Acts and Regulations

W-9 - Wills Act

Full text
Effect of subsequent marriage on will
15.1(1)In this section
“Court” means The Court of King’s Bench of New Brunswick and includes a judge of that Court.(Cour)
15.1(2)A person who has made a will and who subsequently marries and dies shall be deemed to have died intestate if the person dies
(a) while married, or
(b) while any issue of a marriage of the testator subsequent to the will is still alive.
15.1(3)Where a person is deemed under subsection (2) to have died intestate, a person who is a beneficiary under the will but who will take no part of the deceased’s estate on intestacy may apply to the Court within four months after the deceased’s death for effect to be given to the devise or bequest in the will.
15.1(4)On an application under subsection (3), the Court may order that effect be given to any devise or bequest, or any part of it, contained in the will if such an order can be made without undue detriment to a person who would otherwise take any part of the deceased’s estate on intestacy.
15.1(5)Without limiting the generality of subsection (4), the Court may consider that a detriment to a person who is entitled to part of the deceased’s estate on intestacy and who is a beneficiary under the will is not an undue detriment if that person will receive, as a result of an order made under subsection (4), no less than the person would have been entitled to under the will.
15.1(6)Notwithstanding subsection (3), the Court may, after the expiration of the period referred to in that subsection, if the Court considers it just, allow an application to be made under that subsection in respect of any portion of the deceased’s estate remaining undistributed at the date of the application.
1991, c.62, s.4; 1994, c.32, s.1; 2023, c.17, s.280
Effect of subsequent marriage on will
15.1(1)In this section
“Court” means The Court of Queen’s Bench of New Brunswick and includes a judge of that Court.(Cour)
15.1(2)A person who has made a will and who subsequently marries and dies shall be deemed to have died intestate if the person dies
(a) while married, or
(b) while any issue of a marriage of the testator subsequent to the will is still alive.
15.1(3)Where a person is deemed under subsection (2) to have died intestate, a person who is a beneficiary under the will but who will take no part of the deceased’s estate on intestacy may apply to the Court within four months after the deceased’s death for effect to be given to the devise or bequest in the will.
15.1(4)On an application under subsection (3), the Court may order that effect be given to any devise or bequest, or any part of it, contained in the will if such an order can be made without undue detriment to a person who would otherwise take any part of the deceased’s estate on intestacy.
15.1(5)Without limiting the generality of subsection (4), the Court may consider that a detriment to a person who is entitled to part of the deceased’s estate on intestacy and who is a beneficiary under the will is not an undue detriment if that person will receive, as a result of an order made under subsection (4), no less than the person would have been entitled to under the will.

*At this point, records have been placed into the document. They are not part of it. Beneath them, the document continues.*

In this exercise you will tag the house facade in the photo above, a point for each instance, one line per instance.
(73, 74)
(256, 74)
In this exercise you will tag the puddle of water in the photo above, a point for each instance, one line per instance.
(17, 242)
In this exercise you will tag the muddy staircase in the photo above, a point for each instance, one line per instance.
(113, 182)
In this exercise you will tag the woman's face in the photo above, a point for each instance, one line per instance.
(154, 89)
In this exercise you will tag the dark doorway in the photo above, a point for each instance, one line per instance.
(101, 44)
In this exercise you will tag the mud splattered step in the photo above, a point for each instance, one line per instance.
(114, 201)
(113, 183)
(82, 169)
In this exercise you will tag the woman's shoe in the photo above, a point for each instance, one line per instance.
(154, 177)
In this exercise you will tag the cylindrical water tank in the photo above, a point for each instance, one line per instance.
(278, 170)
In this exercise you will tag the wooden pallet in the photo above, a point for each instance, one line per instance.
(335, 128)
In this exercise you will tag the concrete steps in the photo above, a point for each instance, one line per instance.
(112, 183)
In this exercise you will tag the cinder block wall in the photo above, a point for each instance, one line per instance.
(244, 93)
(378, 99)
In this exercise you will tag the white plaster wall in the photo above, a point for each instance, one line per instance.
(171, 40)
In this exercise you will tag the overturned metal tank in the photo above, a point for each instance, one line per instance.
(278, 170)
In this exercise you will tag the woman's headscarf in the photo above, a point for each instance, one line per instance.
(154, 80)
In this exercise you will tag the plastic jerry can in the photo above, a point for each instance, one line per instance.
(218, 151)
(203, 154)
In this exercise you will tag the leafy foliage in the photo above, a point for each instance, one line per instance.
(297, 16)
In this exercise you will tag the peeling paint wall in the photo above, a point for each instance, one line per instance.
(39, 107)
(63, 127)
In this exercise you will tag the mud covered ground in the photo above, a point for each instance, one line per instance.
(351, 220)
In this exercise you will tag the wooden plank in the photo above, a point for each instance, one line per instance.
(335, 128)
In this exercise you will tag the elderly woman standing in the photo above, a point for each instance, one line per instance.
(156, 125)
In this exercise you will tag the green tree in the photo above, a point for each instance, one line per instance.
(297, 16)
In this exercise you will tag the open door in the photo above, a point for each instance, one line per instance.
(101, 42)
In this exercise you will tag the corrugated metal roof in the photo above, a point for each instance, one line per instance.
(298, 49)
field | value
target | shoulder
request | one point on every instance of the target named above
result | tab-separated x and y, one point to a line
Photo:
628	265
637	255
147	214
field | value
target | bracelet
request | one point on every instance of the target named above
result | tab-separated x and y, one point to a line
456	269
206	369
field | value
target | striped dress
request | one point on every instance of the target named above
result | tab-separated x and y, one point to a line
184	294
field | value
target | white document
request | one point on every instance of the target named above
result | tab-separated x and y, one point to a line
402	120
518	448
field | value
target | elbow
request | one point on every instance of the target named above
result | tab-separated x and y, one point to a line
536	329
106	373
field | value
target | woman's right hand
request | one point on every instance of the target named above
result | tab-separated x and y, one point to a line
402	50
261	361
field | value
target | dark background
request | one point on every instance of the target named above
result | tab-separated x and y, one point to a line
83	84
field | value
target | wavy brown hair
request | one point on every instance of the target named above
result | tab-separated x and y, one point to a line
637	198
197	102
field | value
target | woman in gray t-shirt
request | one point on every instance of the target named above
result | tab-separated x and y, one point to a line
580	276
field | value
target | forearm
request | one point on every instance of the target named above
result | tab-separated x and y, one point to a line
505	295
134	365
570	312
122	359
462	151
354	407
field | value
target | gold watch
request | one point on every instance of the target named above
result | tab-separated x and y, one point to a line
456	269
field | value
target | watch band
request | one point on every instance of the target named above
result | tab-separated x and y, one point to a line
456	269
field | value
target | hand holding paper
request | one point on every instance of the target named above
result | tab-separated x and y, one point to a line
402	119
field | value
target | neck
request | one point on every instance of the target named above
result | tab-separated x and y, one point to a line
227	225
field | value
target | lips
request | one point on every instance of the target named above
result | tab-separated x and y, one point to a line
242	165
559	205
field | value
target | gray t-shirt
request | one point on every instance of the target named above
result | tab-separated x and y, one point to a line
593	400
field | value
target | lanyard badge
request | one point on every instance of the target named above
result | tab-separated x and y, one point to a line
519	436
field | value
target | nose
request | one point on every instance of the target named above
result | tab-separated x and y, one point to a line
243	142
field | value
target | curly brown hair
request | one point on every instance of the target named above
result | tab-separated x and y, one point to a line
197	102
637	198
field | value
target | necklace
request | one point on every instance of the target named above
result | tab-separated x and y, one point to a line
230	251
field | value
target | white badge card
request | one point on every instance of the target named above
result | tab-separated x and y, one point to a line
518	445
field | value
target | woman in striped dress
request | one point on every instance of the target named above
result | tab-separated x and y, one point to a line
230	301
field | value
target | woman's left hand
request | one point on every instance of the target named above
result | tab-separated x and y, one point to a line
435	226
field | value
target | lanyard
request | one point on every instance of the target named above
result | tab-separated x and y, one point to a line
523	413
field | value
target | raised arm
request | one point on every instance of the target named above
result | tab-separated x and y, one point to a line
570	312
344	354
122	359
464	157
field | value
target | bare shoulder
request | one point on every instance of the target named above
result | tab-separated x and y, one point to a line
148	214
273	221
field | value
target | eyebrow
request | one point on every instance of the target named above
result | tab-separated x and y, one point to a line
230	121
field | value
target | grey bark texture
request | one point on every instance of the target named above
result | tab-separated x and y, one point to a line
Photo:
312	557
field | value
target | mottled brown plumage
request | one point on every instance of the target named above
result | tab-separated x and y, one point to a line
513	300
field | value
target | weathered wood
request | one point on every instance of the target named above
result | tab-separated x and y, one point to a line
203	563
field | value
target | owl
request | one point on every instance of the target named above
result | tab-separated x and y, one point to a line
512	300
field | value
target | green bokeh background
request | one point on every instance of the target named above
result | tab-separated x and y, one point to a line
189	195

15.1(6)Notwithstanding subsection (3), the Court may, after the expiration of the period referred to in that subsection, if the Court considers it just, allow an application to be made under that subsection in respect of any portion of the deceased’s estate remaining undistributed at the date of the application.
1991, c.62, s.4; 1994, c.32, s.1
Effect of subsequent marriage on will
15.1(1)In this section
“Court” means The Court of Queen’s Bench of New Brunswick and includes a judge of that Court.
15.1(2)A person who has made a will and who subsequently marries and dies shall be deemed to have died intestate if the person dies
(a) while married, or
(b) while any issue of a marriage of the testator subsequent to the will is still alive.
15.1(3)Where a person is deemed under subsection (2) to have died intestate, a person who is a beneficiary under the will but who will take no part of the deceased’s estate on intestacy may apply to the Court within four months after the deceased’s death for effect to be given to the devise or bequest in the will.
15.1(4)On an application under subsection (3), the Court may order that effect be given to any devise or bequest, or any part of it, contained in the will if such an order can be made without undue detriment to a person who would otherwise take any part of the deceased’s estate on intestacy.
15.1(5)Without limiting the generality of subsection (4), the Court may consider that a detriment to a person who is entitled to part of the deceased’s estate on intestacy and who is a beneficiary under the will is not an undue detriment if that person will receive, as a result of an order made under subsection (4), no less than the person would have been entitled to under the will.
15.1(6)Notwithstanding subsection (3), the Court may, after the expiration of the period referred to in that subsection, if the Court considers it just, allow an application to be made under that subsection in respect of any portion of the deceased’s estate remaining undistributed at the date of the application.